Der angefochtene Beschluss steht, soweit es um die Beurteilung des Klagebegehrens unter dem rechtlichen Gesichtspunkt des § 15 Abs. 1 BVFG geht, zu Bundesrecht (vgl. § 137 Abs. 1 Nr. 1 VwGO) in Widerspruch, weil das Berufungsgericht sich bei der Ermittlung, ob die Kläger Bestätigungsmerkmale im Sinne des § 6 Abs. 2 Satz 1 BVFG erfüllen, von einem falschen rechtlichen Maßstab hat leiten lassen. Die Vorinstanz hat in Bezug auf das Bestätigungsmerkmal "deutsche Sprache" entscheidend darauf abgestellt, dass "die Kläger beim Verlassen des Aussiedlungsgebiets Deutsch weder als Muttersprache noch als bevorzugt verwendete Umgangssprache (sprachen)" (S. 8 des Beschlusses). Die deutsche Sprache als bestätigendes Merkmal im Sinne von § 6 Abs. 2 Satz 1 Nr. 2 BVFG muss aber nicht vorrangig vor anderen Sprachen vermittelt worden sein, sondern es reicht aus, wenn das Kind im Elternhaus Deutsch und die Landessprache erlernt und gesprochen hat, also mehrsprachig aufgewachsen ist. Auch ist die Kenntnis oder Unkenntnis der deutschen Sprache zur Zeit der Aus- bzw.
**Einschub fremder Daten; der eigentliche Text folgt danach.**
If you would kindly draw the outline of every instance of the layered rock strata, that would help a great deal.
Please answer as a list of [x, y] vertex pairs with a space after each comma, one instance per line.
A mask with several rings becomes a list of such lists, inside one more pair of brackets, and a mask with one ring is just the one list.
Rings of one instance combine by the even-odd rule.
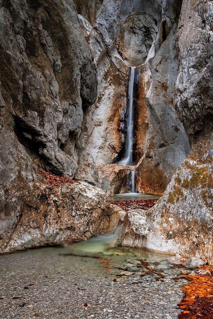
[[84, 111], [97, 94], [95, 67], [74, 5], [3, 1], [0, 10], [2, 125], [14, 131], [39, 166], [72, 178], [82, 152], [91, 162]]
[[125, 166], [116, 164], [97, 165], [98, 186], [109, 195], [126, 192], [128, 174], [134, 166]]
[[4, 201], [14, 209], [9, 216], [6, 211], [1, 214], [0, 252], [110, 233], [125, 213], [110, 204], [104, 192], [85, 182], [53, 188], [38, 182], [19, 190], [15, 184], [9, 200], [11, 188], [5, 190], [4, 198], [2, 193], [1, 207]]
[[84, 135], [96, 72], [73, 3], [3, 1], [0, 16], [1, 252], [111, 231], [120, 215], [102, 191], [53, 193], [34, 165], [97, 184]]
[[[137, 189], [161, 195], [190, 151], [173, 104], [178, 69], [174, 43], [181, 2], [170, 2], [169, 5], [165, 1], [155, 2], [151, 10], [150, 2], [128, 2], [104, 3], [89, 34], [88, 43], [100, 76], [98, 100], [92, 107], [92, 115], [86, 118], [86, 143], [97, 165], [115, 163], [123, 157], [127, 65], [138, 66], [133, 150], [138, 167]], [[110, 66], [114, 65], [111, 61], [115, 56], [119, 61], [116, 77], [116, 69]], [[107, 60], [108, 63], [103, 64]]]
[[126, 244], [178, 253], [184, 257], [202, 257], [211, 264], [213, 13], [210, 2], [183, 1], [176, 37], [179, 67], [174, 104], [191, 150], [162, 197], [147, 213], [145, 222], [144, 212], [138, 212], [136, 231], [126, 217], [125, 223], [129, 226], [124, 226], [121, 238]]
Einreise nicht Tatbestandsmerkmal jener Bestimmung, wenn diesem Gesichtspunkt auch Bedeutung als Indiz für oder gegen eine frühere Vermittlung deutscher Sprache zukommt (Urteil des erkennenden Senats vom 19. Oktober 2000 - BVerwG 5 C 44.99 - zur Veröffentlichung in der Amtlichen Entscheidungssammlung vorgesehen). Anders als nach früherem Recht (siehe z.B. Urteil des Bundesverwaltungsgerichts vom 3. November 1998 - BVerwG 9 C 4.97 - Buchholz 412.3 § 6 BVFG Nr. 90) ist nach § 6 Abs. 2 Satz 1 Nr. 2 BVFG in der Fassung des Kriegsfolgenbereinigungsgesetzes vom 21. Dezember 1992 (BGBl I S. 2094) das Merkmal deutscher Sprache nicht davon abhängig, dass Deutsch auch im Erwachsenenalter entsprechend der Herkunft und dem Bildungsstand als die dem Betreffenden eigentümliche Sprache umfassend beherrscht wird (Urteil des erkennenden Senats vom 19. Oktober 2000, a.a.O.). Legt man den tatsächlichen Feststellungen, die das Berufungsgericht zu den deutschen Sprachkenntnissen der Kläger getroffen hat, die rechtlichen Maßstäbe zugrunde, die sich aus der neuen Gesetzeslage ergeben, kann nicht ausgeschlossen werden, dass die Vorinstanz die Frage der Vermittlung der deutschen Sprache an die Kläger anders - und zwar in einem für die Kläger günstigen Sinne - beurteilt hätte, als dies im Berufungsbeschluss anhand des Kriteriums einer im Zeitpunkt der Aus- bzw. Einreise vorliegenden Sprachbeherrschung geschehen ist.
Deshalb muss die Sache zur weiteren Sachverhaltsaufklärung an das Berufungsgericht zurückverwiesen werden.
Beschluss
Der Wert des Streitgegenstandes wird für das Revisionsverfahren auf 16 000 DM festgesetzt.